1. Los Angeles Clippers (6-7; last week: 27): After successfully bringing DeAndre Jordan back into the fold this summer, many expected the Clippers to return to form as a mid-to-high-50-win team considered one of the NBA's few true title contenders. But after losing three straight, five of six and seven of nine, headlined by a pair of dispiriting losses to the Golden State Warriors, L.A.'s under .500 after 13 games for the first time since Chris Paul came to town, and under .500, period, for the first time since Doc Rivers took over. Folks are frustrated.

Dan Woike of the Orange County Register reported that, after a Sunday matinee loss to the Toronto Raptors during which the Clips trailed by as many as 29 points, reserve forward Josh Smith was "involved in a frustration-fueled argument" with "an unspecified Clipper coach," with "profanities and yelling" audible through the Clippers' locker room walls. Smith, Paul Pierce and Lance Stephenson — three veterans imported this summer to bolster a lacking bench — have all struggled to fill their new roles. The CP3-Blake Griffin Clippers have always been led by their potent offense, but their defense now lags something fierce, ranking 22nd among 30 NBA teams in points allowed per possession, according to's stat tool.

It almost seems like, after losing that massive lead to the Warriors, the Clippers have collectively short-circuited; for all their talent and experience, the club looks rudderless right now.

"The good thing about it is, this isn't game 80, 81 or 82," Paul said Sunday, according to Kevin Baxter of the Los Angeles Times. "We have time. And nobody's going to feel sorry for us."

After a rough week, though, you'd forgive him for taking a moment to feel sorry for himself.

2. Golden State Warriors (15-0; last week: 2): Eric Freeman's parting words on the Dubs in last week's rankings: "Keep an eye on them until they lose, at the very least." Well, we're still watching.

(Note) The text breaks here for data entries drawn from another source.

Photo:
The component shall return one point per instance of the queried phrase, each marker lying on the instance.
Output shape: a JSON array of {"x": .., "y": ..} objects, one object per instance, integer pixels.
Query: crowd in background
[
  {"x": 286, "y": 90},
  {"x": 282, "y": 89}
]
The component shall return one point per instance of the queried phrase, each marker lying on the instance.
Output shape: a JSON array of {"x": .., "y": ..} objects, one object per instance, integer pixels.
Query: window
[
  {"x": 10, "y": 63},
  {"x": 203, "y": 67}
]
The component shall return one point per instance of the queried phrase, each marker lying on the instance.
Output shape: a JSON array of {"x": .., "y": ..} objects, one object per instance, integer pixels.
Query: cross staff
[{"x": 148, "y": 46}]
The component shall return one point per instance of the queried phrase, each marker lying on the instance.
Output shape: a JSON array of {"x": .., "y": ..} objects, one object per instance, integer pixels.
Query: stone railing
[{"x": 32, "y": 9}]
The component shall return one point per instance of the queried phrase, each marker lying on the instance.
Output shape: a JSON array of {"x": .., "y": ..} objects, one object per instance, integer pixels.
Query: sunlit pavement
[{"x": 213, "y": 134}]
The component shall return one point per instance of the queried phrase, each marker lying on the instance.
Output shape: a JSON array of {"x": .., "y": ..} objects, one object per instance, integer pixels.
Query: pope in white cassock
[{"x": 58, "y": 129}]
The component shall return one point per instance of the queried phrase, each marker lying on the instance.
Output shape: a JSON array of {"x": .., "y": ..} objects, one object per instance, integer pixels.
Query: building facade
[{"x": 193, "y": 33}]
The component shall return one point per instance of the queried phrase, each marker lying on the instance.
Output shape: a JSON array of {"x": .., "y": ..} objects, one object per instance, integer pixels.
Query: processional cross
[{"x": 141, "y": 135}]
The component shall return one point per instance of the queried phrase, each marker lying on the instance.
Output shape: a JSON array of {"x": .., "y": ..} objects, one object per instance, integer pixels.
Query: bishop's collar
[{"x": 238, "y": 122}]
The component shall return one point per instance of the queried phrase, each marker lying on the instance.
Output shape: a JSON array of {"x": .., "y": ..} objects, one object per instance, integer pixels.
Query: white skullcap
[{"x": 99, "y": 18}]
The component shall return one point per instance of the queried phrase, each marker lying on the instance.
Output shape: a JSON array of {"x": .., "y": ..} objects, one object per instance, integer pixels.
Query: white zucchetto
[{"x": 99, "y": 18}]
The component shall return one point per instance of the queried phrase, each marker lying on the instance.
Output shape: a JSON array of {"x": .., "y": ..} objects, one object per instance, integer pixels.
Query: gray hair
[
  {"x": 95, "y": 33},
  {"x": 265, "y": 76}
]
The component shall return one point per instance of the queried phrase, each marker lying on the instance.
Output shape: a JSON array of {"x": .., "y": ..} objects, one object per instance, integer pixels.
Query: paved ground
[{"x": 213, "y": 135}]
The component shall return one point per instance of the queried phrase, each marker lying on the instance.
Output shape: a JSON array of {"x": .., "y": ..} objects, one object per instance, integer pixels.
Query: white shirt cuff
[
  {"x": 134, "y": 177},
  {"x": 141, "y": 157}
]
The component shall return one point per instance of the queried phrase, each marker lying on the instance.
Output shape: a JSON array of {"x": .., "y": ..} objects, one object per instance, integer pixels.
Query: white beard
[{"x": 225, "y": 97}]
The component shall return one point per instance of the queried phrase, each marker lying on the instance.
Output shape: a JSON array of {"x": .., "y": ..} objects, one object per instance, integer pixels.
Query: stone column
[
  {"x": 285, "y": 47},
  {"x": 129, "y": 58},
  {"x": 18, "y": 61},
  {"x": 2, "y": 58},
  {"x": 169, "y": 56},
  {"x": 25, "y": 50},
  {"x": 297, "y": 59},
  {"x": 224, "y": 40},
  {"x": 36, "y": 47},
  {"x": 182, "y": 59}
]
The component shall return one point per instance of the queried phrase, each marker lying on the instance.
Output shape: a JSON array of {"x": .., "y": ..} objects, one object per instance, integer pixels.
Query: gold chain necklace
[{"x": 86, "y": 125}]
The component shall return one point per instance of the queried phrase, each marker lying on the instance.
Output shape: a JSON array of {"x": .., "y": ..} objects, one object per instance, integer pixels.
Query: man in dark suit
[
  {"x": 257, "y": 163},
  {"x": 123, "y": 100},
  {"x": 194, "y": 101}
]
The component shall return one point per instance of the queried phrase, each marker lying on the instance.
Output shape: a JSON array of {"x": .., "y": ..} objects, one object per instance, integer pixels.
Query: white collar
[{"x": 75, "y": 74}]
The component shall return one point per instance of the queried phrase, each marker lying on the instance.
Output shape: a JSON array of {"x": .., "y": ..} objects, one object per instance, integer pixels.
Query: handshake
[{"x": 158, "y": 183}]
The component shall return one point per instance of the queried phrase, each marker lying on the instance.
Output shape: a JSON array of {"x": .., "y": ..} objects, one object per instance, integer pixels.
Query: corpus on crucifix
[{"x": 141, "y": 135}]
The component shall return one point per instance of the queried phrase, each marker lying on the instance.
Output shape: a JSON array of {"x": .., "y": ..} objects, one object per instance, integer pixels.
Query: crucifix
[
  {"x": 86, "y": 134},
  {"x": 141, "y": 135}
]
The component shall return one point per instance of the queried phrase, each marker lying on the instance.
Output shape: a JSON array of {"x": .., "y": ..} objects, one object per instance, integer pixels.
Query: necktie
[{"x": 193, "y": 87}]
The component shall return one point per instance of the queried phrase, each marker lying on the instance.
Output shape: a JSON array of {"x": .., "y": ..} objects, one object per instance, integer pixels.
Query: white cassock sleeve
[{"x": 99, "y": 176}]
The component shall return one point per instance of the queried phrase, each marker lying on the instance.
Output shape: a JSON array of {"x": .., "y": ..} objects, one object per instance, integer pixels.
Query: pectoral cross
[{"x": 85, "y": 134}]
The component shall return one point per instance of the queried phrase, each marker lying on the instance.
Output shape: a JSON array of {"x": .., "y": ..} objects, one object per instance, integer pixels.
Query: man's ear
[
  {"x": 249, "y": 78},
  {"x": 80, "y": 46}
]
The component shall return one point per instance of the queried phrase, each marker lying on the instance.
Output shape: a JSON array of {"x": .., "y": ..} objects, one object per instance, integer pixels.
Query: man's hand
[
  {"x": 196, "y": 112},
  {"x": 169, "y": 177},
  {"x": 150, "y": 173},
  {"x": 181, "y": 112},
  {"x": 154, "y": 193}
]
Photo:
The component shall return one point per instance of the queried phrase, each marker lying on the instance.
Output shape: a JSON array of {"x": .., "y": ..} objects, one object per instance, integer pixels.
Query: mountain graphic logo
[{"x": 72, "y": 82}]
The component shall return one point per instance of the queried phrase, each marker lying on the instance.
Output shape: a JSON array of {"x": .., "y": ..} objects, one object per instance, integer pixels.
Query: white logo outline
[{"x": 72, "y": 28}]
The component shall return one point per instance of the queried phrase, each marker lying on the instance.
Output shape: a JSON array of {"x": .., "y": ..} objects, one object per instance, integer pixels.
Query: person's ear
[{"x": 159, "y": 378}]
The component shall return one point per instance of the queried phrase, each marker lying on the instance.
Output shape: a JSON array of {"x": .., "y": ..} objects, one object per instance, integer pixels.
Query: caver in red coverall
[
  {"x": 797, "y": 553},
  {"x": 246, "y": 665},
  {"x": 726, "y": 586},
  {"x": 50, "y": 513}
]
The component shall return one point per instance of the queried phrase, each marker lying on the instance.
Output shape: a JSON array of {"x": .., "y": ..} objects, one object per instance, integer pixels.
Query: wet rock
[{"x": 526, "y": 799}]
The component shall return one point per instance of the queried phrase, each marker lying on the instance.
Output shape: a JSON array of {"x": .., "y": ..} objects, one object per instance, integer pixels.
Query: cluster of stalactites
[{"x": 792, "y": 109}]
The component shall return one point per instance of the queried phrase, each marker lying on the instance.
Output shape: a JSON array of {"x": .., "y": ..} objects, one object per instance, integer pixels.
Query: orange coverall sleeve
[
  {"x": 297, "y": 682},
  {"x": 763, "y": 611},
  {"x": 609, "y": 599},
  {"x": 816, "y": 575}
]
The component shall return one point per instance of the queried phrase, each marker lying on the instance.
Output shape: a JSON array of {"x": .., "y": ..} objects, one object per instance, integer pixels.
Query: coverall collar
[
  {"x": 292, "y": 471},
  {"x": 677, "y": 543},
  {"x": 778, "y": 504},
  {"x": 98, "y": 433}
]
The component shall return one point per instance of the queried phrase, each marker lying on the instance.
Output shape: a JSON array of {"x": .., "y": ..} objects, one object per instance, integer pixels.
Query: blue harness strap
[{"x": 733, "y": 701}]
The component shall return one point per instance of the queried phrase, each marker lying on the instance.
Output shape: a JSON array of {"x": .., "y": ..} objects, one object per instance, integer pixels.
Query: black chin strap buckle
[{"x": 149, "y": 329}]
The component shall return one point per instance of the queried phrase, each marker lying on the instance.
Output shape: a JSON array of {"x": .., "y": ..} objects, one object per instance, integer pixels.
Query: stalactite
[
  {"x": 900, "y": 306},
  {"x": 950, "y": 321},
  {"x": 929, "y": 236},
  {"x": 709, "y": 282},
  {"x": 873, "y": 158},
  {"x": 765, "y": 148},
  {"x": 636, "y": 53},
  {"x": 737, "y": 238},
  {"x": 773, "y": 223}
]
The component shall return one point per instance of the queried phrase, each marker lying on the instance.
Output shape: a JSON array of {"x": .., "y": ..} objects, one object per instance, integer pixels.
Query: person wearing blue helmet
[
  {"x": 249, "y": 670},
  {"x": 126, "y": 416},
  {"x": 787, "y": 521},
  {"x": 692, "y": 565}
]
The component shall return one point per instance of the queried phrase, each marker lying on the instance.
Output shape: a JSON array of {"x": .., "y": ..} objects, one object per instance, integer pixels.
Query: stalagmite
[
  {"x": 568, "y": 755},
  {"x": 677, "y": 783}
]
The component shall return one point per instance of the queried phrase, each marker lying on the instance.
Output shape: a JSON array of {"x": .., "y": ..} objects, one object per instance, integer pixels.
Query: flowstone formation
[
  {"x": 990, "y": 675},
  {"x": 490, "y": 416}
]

After Sunday's win over the Denver Nuggets, the Warriors now sit at 15-0, tied with the 1948-49 Washington Capitols and the 1993-94 Houston Rockets for the most consecutive season-opening wins in NBA history. They could own the record all by themselves after Tuesday's home tilt with the woeful Los Angeles Lakers. There is a non-zero chance that they could be undefeated on New Year's Day 2016. They boast the league's best offense, its most valuable player and its best lineup. We're watching history in the making, with all the boring parts replaced by an endless supply of 3-pointers. (Man, why can't degree-granting institutions let you major in that?)

3. Oklahoma City Thunder (8-6; last week: 4): Sunday's win over the Dallas Mavericks makes OKC 3-3 without Kevin Durant, who remains sidelined by a hamstring strain, but Russell Westbrook and company haven't exactly looked graceful while treading water in KD's absence.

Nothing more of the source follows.